AW: Zeichnungen
Was soll das? Was bedeutet das?
Ich kann natürlich meine Zeichnungen nicht erklären, das würde sie ja überflüssig machen.
SemaSomaSamsa Kontakt zu Gregor
Vielleicht dennoch ein Wort zu einer (dieser) bestimmten Zeichnung - gewissermaßen als Anregung. Was bedeutet so eine Zeichnung? Fassen wir es noch weiter: Warum bedeuten manche Dinge (etwa Sätze) eigentlich überhaupt etwas? Ein schwieriges Rätsel für das viele konkurrierende Antworten vorliegen, aber eben keine letzte endgültige Antwort. Die Lehre von der Bedeutung von Zeichen heißt bekanntlich Semantik. Mit diesem Wort spielt der Titel. Und wenn man sich drauf einlässt vielleicht auch die Zeichnung

Sema ... „Soma“ könnte man vielleicht mit Leib übersetzen. Hier hat man, wenn man mag, das Problemfeld Leib / Seele in einer dadaistische anmutenden Wortfolge untergebracht.
Mit Samsa wird das Wortspiel weiter gespielt. Samsa?
„Als Gregor Samsa eines Morgens aus unruhigen Träumen erwachte, fand er sich in seinem Bett zu einem ungeheueren Ungeziefer verwandelt. Er lag auf seinem panzerartig harten Rücken und sah, wenn er den Kopf ein wenig hob, seinen gewölbten, braunen, von bogenförmigen Versteifungen geteilten Bauch, auf dessen Höhe sich die Bettdecke, zum gänzlichen Niedergleiten bereit, kaum noch erhalten konnte. Seine vielen, im Vergleich zu seinem sonstigen Umfang kläglich dünnen Beine flimmerten ihm hilflos vor den Augen.“ (Kafka, die Verwandlung)
Welche Fragen dieser Text Kafkas stellt, kann ich jetzt hier nicht listen, … ich denke auch, das würde vielleicht zu weit weg führen.

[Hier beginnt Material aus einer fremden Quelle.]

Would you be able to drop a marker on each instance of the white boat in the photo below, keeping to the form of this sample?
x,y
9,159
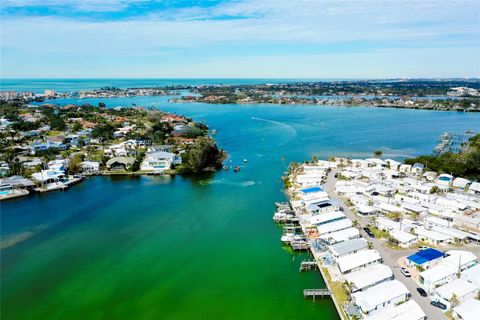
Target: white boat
x,y
52,186
287,237
282,216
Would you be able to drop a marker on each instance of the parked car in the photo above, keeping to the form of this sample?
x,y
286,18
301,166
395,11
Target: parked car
x,y
405,272
438,304
369,232
422,292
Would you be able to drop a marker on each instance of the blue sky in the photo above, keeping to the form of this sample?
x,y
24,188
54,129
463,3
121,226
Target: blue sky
x,y
248,38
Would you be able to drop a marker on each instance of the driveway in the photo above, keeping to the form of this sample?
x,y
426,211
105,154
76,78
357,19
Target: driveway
x,y
390,256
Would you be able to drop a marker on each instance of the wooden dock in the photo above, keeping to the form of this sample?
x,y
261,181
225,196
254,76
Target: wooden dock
x,y
300,246
313,293
308,265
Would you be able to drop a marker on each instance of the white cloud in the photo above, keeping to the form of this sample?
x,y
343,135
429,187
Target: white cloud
x,y
404,26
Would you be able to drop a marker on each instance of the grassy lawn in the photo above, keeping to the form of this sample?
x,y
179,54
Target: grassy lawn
x,y
338,292
55,133
379,233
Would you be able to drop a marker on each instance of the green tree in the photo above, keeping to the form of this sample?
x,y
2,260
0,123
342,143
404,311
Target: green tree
x,y
76,126
202,155
74,165
104,131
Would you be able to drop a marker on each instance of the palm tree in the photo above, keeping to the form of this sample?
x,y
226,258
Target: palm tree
x,y
454,300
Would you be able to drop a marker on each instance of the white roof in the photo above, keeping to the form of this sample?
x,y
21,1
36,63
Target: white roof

Das schwierige Verhältnis Kafkas zu seinem Vater, war sicherlich nicht mein Thema als ich diese Zeichnung zeichnete
Haben Käfer einen Leib? Wer weiß das schon.
(Hier darf diese Zeichenfolge nicht fehlen: Thomas Nagel und "seine Fledermaus") Kann man Kontakt zu Gregor aufnehmen? Wie hängen Bedeutung und Leib und „Kontaktaufnehmen“ zusammen? Ist so eine Zeichnung selbst eine Kontaktaufnahme?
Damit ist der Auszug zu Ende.